PMML

The Predictive Model Markup Language (PMML) is an XML-based language aimed at providing a way to exchange different predictive models, for classification or regression purposes, generated using a data mining or machine learning technique. PMML was originally developed by the Data Mining Group (http://www.dmg.org/) in 1997 and its latest version (4.2.1) dates from May 2014.

Even if PMML itself is not a business-oriented language, it is currently possible to generate PMML documents from a variety of well known applications, such as Knime (https://www.knime.org/), or R language (https://www.r-project.org/).

PMML support in Drools is relatively new. It originally started as an experimental module but, with effect from version 6.1, PMML is a first-class citizen of the Drools ecosystem. PMML standard can be used to encode and interchange classification and regression models, such as neural networks, decision trees, scorecards, and others. By adopting PMML, Drools has gained access to a broader set of options for knowledge representation.

Unfortunately, not all of the models supported in PMML are supported in Drools. The list of supported models is growing, and the currently supported set is this:

  • Clustering
  • Simple Regression
  • Naïve Bayes
  • Neural Networks
  • Scorecards
  • Decision Trees
  • Support Vector Machines

An explanation of each of these model types is outside the scope of this section. More information about PMML and the models it supports can be found in the Data Mining Group website (http://www.dmg.org/v4-2-1/GeneralStructure.html).

PMML in Drools

A PMML document is an XML document composed of up to four main sections: Header, Data Dictionary, Data Transformation, and Model.
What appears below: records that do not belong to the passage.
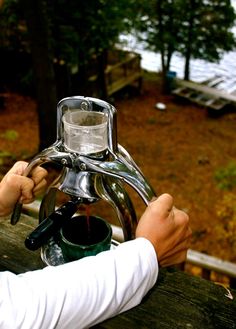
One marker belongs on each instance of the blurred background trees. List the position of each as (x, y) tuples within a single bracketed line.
[(51, 48)]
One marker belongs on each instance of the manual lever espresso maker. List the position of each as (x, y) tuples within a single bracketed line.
[(94, 167)]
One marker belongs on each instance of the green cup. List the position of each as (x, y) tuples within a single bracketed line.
[(83, 236)]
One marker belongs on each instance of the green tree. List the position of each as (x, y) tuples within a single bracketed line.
[(194, 28), (206, 32), (75, 33)]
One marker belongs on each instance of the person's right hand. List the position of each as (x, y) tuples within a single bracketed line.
[(167, 228)]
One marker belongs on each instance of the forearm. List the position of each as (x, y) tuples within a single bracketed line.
[(85, 292)]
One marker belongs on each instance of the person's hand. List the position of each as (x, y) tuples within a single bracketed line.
[(167, 228), (15, 187)]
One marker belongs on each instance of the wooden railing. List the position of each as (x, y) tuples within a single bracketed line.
[(207, 264)]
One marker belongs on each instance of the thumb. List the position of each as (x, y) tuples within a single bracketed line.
[(26, 186), (161, 206)]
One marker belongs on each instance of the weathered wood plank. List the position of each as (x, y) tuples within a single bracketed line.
[(206, 90), (179, 300), (13, 254)]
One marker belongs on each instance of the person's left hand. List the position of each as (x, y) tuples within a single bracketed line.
[(17, 188)]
The Header section contains meta-information about the document itself. Elements such as information about the model being used, the application that was used to generate it, and a creation timestamp can be found in this section.

The Data Dictionary section defines all the possible data fields the document may use. For each data field, a name and its type are specified.
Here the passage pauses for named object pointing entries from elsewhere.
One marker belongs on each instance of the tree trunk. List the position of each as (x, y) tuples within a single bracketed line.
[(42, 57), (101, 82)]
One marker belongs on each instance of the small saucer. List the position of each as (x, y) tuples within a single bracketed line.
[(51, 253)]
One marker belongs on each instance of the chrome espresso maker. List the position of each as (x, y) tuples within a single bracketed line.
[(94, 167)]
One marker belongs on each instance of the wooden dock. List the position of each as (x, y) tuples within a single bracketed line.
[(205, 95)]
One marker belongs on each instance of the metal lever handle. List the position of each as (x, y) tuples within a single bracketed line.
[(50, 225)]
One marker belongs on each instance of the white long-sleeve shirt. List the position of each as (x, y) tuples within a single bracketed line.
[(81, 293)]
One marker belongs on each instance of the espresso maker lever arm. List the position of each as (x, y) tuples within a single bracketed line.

A Data Transformation section can be specified in the document to define any mapping between the incoming data and the data required by the model.

The concrete type of model is specified in the Model section of the document. The content of this section depends on the model being used (for example, neural network, scorecard, and so on.). The Model section may contain the following sub-sections:

  • Mining Schema: this defines the subset of the fields in the Data Dictionary section used in the model, along with some metadata such as their usage type
  • Output: this defines the model's output fields
  • Targets: this allows post-processing of the output fields of the model.

Just like with any other resource type in Drools, a PMML asset can be compiled in two different ways: declaratively by using a kmodule.xml file or programmatically by using KieHelper or KieBuilder instances.

If we want to include PMML resources in our knowledge bases, our project must declare a dependency on the org.drools:drools-pmml Maven artifact (or include the drools-pmml JAR in the classpath).

The source bundle associated with this chapter contains a simple PMML example (org.drools.devguide.chapter07.PMMLTest) that programmatically creates a KIE Base from a PMML resource.

When a PMML document is compiled by Drools, its components are analyzed and the appropriate combination of rules, declared types, and entry points is created to emulate the calculations performed by the model being processed. The final result will be a set of Drools assets that will mimic the behavior of the original model.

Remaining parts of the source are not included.